Une réponse aux tensions géopolitiques
Cette décision, validée par le roi Frederik X, 56 ans, intervient dans un contexte de tension croissante autour du Groenland. Les relations entre cette région autonome et le Danemark se sont récemment tendues, notamment à la suite des accusations du Premier ministre groenlandais, Múte Egede, qui a évoqué un « génocide » en lien avec le scandale des contraceptions forcées des années 1960 et 1970. Múte Egede a également intensifié les appels à l’indépendance, dénonçant les « entraves de l’ère coloniale ». Selon un sondage daté de 2019, 68% des 60 000 habitants de cette partie de l’Arctique souhaiteraient prendre son destin en main.
Ces évolutions interviennent alors que l’ancien président américain Donald Trump a ravivé l’idée d’acheter (ou annexer) le Groenland, qualifiant le territoire « d'endroit incroyable » sur son réseau Truth Social. Brièvement occupé par les Américains durant la Seconde Guerre mondiale, le Groenland recèle des nombreuses ressources minières et énergétique qui suscitent bien des convoitises. Un projet jugé provocateur par Copenhague et qui a renforcé la volonté du roi Frederik de préserver l’unité du royaume. Une proposition que n’a pas non plus apprécié le Premier ministre groenlandais. « Le Groenland est à nous, nous ne sommes pas à vendre et ne le serons jamais », a déclaré Mute B. Egede, en guise de réponse.
Un symbole revisité pour préserver l’unité du royaume
« Nous sommes tous unis et chacun d’entre nous s’est engagé pour le royaume du Danemark », a déclaré le roi Frederik dans son discours du Nouvel An. Ce message inclusif souligne l’importance des territoires autonomes dans l’identité danoise, alors que les armoiries rénovées visent à mettre en avant l’importance stratégique et culturelle du Groenland et des îles Féroé.
Pour l’historien Sebastian Olden-Jørgensen, cette révision envoie un message clair. « Lorsque les Groenlandais, et dans un certain sens aussi les Féroïens, envisagent une indépendance totale, la maison royale montre qu’elle soutient la politique de l’État, qui est de préserver l’unité du royaume », a-t-il expliqué au journal Berlingske.
Une rupture avec un symbole séculaire
Le retrait des trois couronnes a néanmoins surpris de nombreux historiens. « C’est un évenement historique », a déclaré Dick Harrison, professeur à l’université de Lund en Suède. « Ce symbole a survécu aux guerres contre la Suède, à la perte de la Norvège, et même à l’occupation allemande pendant la Seconde Guerre mondiale. Le voir disparaître est une rupture majeure », affirme t-il. Cependant, pour Lars Hovbakke Sørensen, cette décision reflète avant tout une volonté stratégique. « Le gouvernement danois ne veut pas que le Groenland et les îles Féroé quittent le royaume. Cette mise à jour des armoiries envoie un message fort : ces territoires font partie intégrante de notre nation. », explique ce spécialiste des affaires royales.

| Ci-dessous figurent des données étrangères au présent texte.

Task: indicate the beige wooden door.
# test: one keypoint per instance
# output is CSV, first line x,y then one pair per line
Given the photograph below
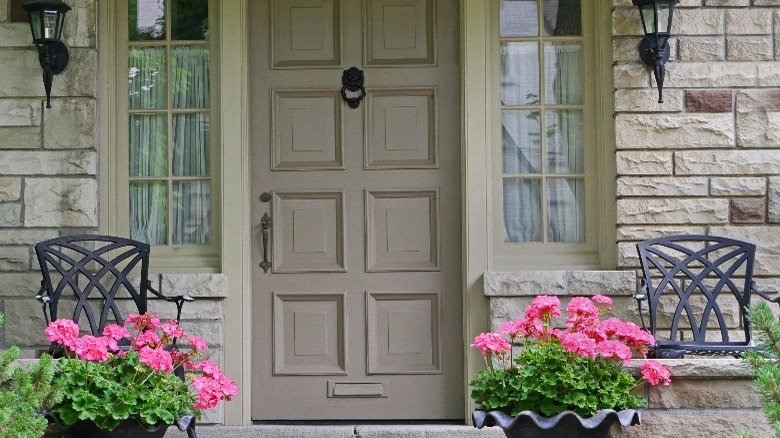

Depuis 1819, les armoiries royales danoises ont été modifiées à plusieurs reprises pour refléter les évolutions historiques. Toutefois, la version actuelle marque une transition unique, symbolisant non seulement le lien entre la monarchie et ses territoires mais aussi les enjeux géopolitiques du XXIe siècle. En intégrant des symboles du Groenland et des îles Féroé au cœur de son blason, le roi Frederik X affirme sa vision d’une monarchie moderne, capable d’évoluer tout en préservant l’unité du royaume.